Hannah thought she was alone in her feelings until the term asexuality was discussed on TV one night and she identified with it immediately.
“The best thing was realising I wasn’t on my own! I’d never heard of anyone being like me, so I always assumed I was broken. However, I then realised this was probably never going to change.”
She is happy identifying as asexual for now, but her doctor has suggested that her sex drive is suppressed rather than being non-existent. They have based this on the assault in her earlier years and believe therapy might release some trauma for her, but she doesn’t have much faith in this process.
“I don’t think the counselling is going to help as I’ve always been this way - I’ve never felt the way I should, not once, I’ve never been interested in anyone.”
Although happy to find something to describe her feelings towards sex, Hannah wishes she could change it as it has only caused problems. In her previous relationships, Hannah found it difficult trying to be like other couples when she felt the complete opposite, and ultimately none of these relationships worked out because she did not know entirely what she was dealing with.
Despite this negative view of her asexuality, her fiancé, Danny, 27, has managed to overlook it and they work through it. They have been together for two years, but they still have hurdles, especially in the sex department.
“Danny isn’t asexual. Sex and him feeling like he’s not wanted comes between us. He wants me to want him like he wants me, and I don’t think the same so it’s a struggle sometimes.”
Danny isn’t in a sexless relationship; it just happens less than he would like with not much enthusiasm. It is always consensual, but Hannah does it out of a duty she feels towards Danny and not through an actual desire for his body, although she is in love with him romantically.
“99.9% of the time I do it not to disappoint him because I know it’s something he needs, and I hate that I can’t give it to him without forcing myself to.”
A common misconception about asexuals is because they don’t enjoy sex, they don’t enjoy intimacy, but this is not always the case. Hannah admits she is not the most physically intimate person but that being asexual does not mean she can’t experience romance.
To many people who have sex in their relationship, the lines between emotional and physical intimacy are blurred and often seen as one. But for people like Hannah, there is a very clear distinction and the emotional bond is a lot stronger than the physical one. To make her relationship work, communication and understanding on both sides is essential.
Although she doesn't need sex to feel happy and secure, she is not naive and knows that it is a big part of many relationships, and it can often help or hinder them. One thing about not wanting sex helps her with temptation, she has never thought about sleeping with other people as she doesn’t want to even sleep with her fiancé, who she is in love with.
Due to the number of personal questions she anticipates following coming out, Hannah is still in the closet.
“I’m terrified of coming out, very few people know I’m asexual – including my family, I’m very careful with who I tell.”
The few who do know have been supportive, but they have been very inquisitive as it's so different from their own situations. This can sometimes be stressful for her as people ask quite invasive questions that they wouldn’t think to ask people in other types of relationships.
Regarding children, there are no plans set in stone but she would welcome ‘a happy accident’. Despite not getting the baby itch yet, she knows she would be very supportive of them if they came out for any reason.
“If they’re any part of the LGBTQIA+ community then that’s perfectly fine.
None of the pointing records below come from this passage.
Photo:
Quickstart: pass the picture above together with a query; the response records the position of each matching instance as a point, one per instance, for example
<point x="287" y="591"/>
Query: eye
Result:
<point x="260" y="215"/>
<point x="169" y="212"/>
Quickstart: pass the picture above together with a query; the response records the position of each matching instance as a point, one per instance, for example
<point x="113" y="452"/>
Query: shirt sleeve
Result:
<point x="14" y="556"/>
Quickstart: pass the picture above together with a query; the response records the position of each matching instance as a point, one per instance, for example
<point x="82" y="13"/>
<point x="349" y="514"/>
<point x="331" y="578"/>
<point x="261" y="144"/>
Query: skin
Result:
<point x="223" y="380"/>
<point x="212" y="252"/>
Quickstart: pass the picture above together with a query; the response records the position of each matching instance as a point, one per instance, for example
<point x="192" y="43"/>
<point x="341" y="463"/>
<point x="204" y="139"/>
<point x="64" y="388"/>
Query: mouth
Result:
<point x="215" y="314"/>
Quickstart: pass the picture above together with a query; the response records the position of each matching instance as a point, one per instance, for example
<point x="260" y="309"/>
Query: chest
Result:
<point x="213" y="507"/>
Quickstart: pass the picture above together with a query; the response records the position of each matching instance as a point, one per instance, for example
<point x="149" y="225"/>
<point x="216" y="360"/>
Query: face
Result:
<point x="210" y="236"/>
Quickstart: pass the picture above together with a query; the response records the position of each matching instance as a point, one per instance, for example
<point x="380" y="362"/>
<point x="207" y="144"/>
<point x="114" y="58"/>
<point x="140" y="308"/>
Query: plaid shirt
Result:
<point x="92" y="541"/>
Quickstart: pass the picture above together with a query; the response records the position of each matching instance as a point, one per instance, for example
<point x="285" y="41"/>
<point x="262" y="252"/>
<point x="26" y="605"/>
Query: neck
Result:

If they’re not then that is perfectly fine as well. As long as they don’t hurt anyone I’m not bothered.”
She is yet to meet another asexual person face-to-face, but she knows she is not alone due to the support she receives from the online community. With their support, she is now confident enough to meet up with other asexuals in her area when and if she finds them.
Hannah thinks another way to feel supported would be having better media representation, as it helps LGBTQIA+ people make sense of their emotions and experiences.
Representation of the LGBTQIA+ community has been questionable over the years, but it has somewhat improved from the time of Ellen. After the main character came out as a lesbian, ratings declined and the show was cancelled in 1998. 20 years later, GLAAD found that despite changing attitudes, only 18.2% of the major cinematic releases in 2018 featured LGBTQIA+ representation, and most of these were of gay men.
For asexuality representation, it can be even more of a struggle to get the correct representation without focusing solely on the sex aspect. Overall, Hannah is hopeful there will be a clearer and less sexualised representation of people like her.
“Hopefully in the future, people won’t be so narrow-minded, actually educate themselves and realise not everyone is the same.”
Despite all the odds, Hannah found what she was looking for in a partner and within herself, and is taking each day as it comes.